SVR Attacks on Microsoft 365
FireEye is reporting the current known tactics that the SVR used to compromise Microsoft 365 cloud data as part of its SolarWinds operation:
Mandiant has observed UNC2452 and other threat actors moving laterally to the Microsoft 365 cloud using a combination of four primary techniques:
- Steal the Active Directory Federation Services (AD FS) token-signing certificate and use it to forge tokens for arbitrary users (sometimes described as Golden SAML). This would allow the attacker to authenticate into a federated resource provider (such as Microsoft 365) as any user, without the need for that user’s password or their corresponding multi-factor authentication (MFA) mechanism.
- Modify or add trusted domains in Azure AD to add a new federated Identity Provider (IdP) that the attacker controls. This would allow the attacker to forge tokens for arbitrary users and has been described as an Azure AD backdoor.
- Compromise the credentials of on-premises user accounts that are synchronized to Microsoft 365 that have high privileged directory roles, such as Global Administrator or Application Administrator.

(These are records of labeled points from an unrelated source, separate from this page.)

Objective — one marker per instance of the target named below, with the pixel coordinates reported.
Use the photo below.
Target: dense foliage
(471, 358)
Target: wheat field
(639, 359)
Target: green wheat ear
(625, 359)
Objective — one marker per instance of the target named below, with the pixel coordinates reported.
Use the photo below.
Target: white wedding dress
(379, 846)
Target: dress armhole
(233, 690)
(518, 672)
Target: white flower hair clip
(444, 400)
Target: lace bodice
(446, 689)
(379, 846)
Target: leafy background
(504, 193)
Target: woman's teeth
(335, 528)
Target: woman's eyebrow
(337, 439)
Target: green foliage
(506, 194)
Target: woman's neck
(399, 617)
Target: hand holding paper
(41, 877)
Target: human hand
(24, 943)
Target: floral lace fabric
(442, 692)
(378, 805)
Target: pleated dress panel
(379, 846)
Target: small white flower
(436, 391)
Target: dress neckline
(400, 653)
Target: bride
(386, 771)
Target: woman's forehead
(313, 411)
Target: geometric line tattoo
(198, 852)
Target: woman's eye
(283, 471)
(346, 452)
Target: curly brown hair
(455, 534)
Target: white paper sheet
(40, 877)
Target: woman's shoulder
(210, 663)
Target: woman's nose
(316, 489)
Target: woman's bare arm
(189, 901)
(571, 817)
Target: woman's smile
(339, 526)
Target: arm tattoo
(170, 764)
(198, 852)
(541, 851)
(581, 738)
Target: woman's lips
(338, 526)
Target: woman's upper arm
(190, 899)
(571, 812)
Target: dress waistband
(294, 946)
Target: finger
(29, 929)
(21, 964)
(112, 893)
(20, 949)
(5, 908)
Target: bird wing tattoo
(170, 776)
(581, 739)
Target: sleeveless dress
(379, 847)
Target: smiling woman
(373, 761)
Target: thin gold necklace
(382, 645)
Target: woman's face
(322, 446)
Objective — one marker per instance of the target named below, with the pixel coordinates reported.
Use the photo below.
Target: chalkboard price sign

- Backdoor an existing Microsoft 365 application by adding a new application or service principal credential in order to use the legitimate permissions assigned to the application, such as the ability to read email, send email as an arbitrary user, access user calendars, etc.
Lots of details here, including information on remediation and hardening.
The more we learn about the this operation, the more sophisticated it becomes.
In related news, MalwareBytes was also targeted.
Clive Robinson • January 21, 2021 8:54 AM
@ ALL,
There is a saying about not “putting all your eggs in a basket”.
The implication being if the basket breaks, gets dropped, etc then you loose the lot.
Now bearing in mind that is advice to just one entity, what do you say to the very many people putting all of their eggs in one very large basket?
Because when that big basket dreaks or is dropped everybodies eggs get lost.
That’s what happens with federated systems that give individuals cloud services, and one of them looses it’s authentication secret.
You would think that this is obvious, yet people do it all the time, education establishments and even some employers force individuals into this mode of opperation.
We know certainly in the case of Google that every thing that goes there way they regard as their property to do as they like with, thus there is no way the information can be secure.
Thus why do we do it?
In the UK for instance, the House of Commons, decided to put all the Members of Parliment on a cloud based office system that was not actually based in the UK…
Not exactly a bright thing to do as was confirmed in a Commons Select Commity enquirey into GCHQ spying on MPs electronic correspondence.